Workflows For Cycling Systems¶
A model run and associated processing may need to be cycled for the following reasons:
In real time forecasting systems, a new forecast may be initiated at regular intervals when new real time data comes in.
It may be convenient (or necessary, e.g. due to job runner queue limits) to split single long model runs into many smaller chunks, each with associated pre- and post-processing workflows.
Cylc provides two ways of constructing workflows for cycling systems: cycling workflows and parameterized tasks.
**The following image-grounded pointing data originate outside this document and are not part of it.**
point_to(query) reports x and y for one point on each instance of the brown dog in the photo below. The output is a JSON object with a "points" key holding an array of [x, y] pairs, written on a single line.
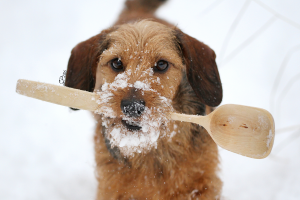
{"points": [[143, 67]]}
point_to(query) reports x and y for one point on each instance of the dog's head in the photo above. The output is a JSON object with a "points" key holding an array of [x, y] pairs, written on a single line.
{"points": [[137, 69]]}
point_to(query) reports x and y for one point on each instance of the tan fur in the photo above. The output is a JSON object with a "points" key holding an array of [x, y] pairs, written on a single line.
{"points": [[180, 167]]}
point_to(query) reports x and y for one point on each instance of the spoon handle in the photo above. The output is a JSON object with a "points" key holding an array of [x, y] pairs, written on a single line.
{"points": [[60, 95], [201, 120]]}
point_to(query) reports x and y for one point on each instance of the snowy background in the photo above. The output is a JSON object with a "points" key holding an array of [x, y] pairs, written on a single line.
{"points": [[46, 150]]}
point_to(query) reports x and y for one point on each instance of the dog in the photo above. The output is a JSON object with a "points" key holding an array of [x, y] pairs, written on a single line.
{"points": [[143, 67]]}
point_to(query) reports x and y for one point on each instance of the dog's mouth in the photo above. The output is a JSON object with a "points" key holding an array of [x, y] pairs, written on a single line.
{"points": [[132, 126]]}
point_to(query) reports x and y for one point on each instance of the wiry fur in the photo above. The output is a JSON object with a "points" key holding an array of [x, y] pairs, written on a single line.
{"points": [[180, 167]]}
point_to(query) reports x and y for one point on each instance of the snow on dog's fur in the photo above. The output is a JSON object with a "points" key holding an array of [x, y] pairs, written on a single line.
{"points": [[142, 68]]}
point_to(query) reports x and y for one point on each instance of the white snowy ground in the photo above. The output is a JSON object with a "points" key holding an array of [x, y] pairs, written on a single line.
{"points": [[46, 150]]}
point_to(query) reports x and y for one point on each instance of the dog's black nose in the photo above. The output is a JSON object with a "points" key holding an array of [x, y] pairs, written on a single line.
{"points": [[132, 107]]}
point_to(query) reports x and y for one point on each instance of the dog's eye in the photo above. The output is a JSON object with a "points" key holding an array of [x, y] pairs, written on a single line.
{"points": [[116, 64], [161, 66]]}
This is Cylc’s classic cycling mode as described in the Introduction. Each
instance of a cycling job is represented by a new instance of the same task,
with a new cycle point. The workflow configuration defines patterns for
extending the workflow on the fly, so it can keep running indefinitely if
necessary. For example, to cycle
model.exe on a monthly sequence we
could define a single task
model, an initial cycle point, and a
monthly sequence. Cylc then generates the date-time sequence and creates a new
task instance for each cycle point as it comes up. Workflow dependencies are
defined generically with respect to the “current cycle point” of the tasks
This is the only sensible way to run very large workflows or operational workflows that need to continue cycling indefinitely. The cycling is configured with standards-based ISO 8601 date-time recurrence expressions. Multiple cycling sequences can be used at once in the same workflow. See Scheduling - Dependency Graphs.
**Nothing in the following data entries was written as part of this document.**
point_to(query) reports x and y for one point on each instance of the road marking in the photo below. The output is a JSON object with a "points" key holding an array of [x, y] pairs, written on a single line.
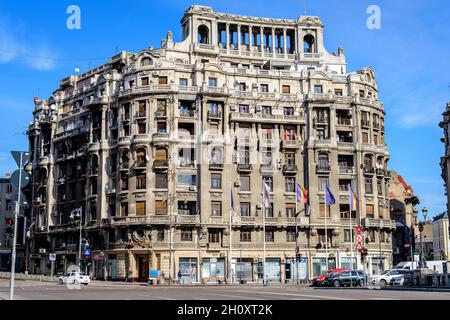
{"points": [[297, 295]]}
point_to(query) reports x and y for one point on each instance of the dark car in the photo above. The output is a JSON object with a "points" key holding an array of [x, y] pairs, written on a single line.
{"points": [[347, 278], [320, 280]]}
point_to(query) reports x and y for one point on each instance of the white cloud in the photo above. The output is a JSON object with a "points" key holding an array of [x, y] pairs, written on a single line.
{"points": [[33, 53]]}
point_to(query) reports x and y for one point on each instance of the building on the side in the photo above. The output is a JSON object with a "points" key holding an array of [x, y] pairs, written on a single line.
{"points": [[402, 204], [445, 160], [6, 213], [151, 145], [441, 238]]}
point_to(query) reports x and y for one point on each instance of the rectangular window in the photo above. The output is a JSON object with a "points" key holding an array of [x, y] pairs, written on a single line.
{"points": [[323, 183], [266, 110], [141, 181], [270, 235], [348, 237], [214, 235], [141, 128], [368, 184], [212, 82], [161, 180], [140, 208], [186, 234], [290, 210], [290, 184], [246, 235], [216, 209], [244, 108], [162, 80], [245, 209], [318, 89], [160, 234], [322, 210], [160, 207], [288, 111], [291, 235], [124, 209], [369, 211], [216, 181], [338, 92], [245, 183]]}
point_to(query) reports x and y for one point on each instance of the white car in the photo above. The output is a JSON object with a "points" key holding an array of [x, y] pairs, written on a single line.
{"points": [[74, 278], [386, 277]]}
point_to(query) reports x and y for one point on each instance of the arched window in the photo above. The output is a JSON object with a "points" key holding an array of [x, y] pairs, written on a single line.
{"points": [[203, 34], [141, 159], [146, 61], [308, 43]]}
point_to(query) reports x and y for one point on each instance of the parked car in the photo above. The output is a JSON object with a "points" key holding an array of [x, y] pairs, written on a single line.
{"points": [[74, 278], [347, 278], [386, 277], [319, 281]]}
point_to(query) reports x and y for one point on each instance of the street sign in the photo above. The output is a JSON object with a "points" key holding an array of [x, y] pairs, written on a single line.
{"points": [[25, 179], [25, 157]]}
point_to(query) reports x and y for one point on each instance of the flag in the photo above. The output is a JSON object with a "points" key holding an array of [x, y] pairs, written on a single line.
{"points": [[329, 198], [232, 200], [302, 194], [266, 195], [353, 200]]}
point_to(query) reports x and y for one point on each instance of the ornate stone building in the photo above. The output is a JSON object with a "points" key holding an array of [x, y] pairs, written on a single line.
{"points": [[152, 144]]}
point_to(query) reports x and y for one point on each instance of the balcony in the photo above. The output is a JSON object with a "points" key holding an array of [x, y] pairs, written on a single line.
{"points": [[323, 168], [161, 114], [291, 144], [368, 170], [290, 169], [214, 116], [346, 169], [320, 121], [187, 219], [159, 165], [246, 167], [160, 138], [365, 123], [215, 165]]}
Parameterized Tasks as a Proxy for Cycling¶
It is also possible to run cycling jobs with a pre-defined static workflow in which each instance of a cycling job is represented by a different task: as far as the abstract workflow is concerned there is no cycling. The sequence of tasks can be constructed efficiently, however, using Cylc’s built-in workflow parameters (Parameterized Cycling) or explicit Jinja2 loops (Jinja2).
For example, to run
model.exe 12 times on a monthly cycle we could
loop over an integer parameter
R = 0, 1, 2, ..., 11 to define tasks
model-R0, model-R1, model-R2, ...model-R11, and the parameter
values could be multiplied by the interval
P1M (one month) to get
the start point for the corresponding model run.
This method is only good for smaller workflows of finite duration because every single task has to be mapped out in advance, and Cylc has to be aware of all of them throughout the entire run. Additionally Cylc’s cycling workflow capabilities (above) are more powerful, more flexible, and generally easier to use (Cylc will generate the cycle point date-times for you, for instance), so that is the recommended way to drive most cycling systems.
The primary use for parameterized tasks in Cylc is to generate ensembles and other groups of related tasks at the same cycle point, not as a proxy for cycling.
Mixed Cycling Workflows¶
For completeness we note that parameterized cycling can be used within a cycling workflow. For example, in a daily cycling workflow long (daily) model runs could be split into four shorter runs by parameterized cycling. A simpler six-hourly cycling workflow should be considered first, however.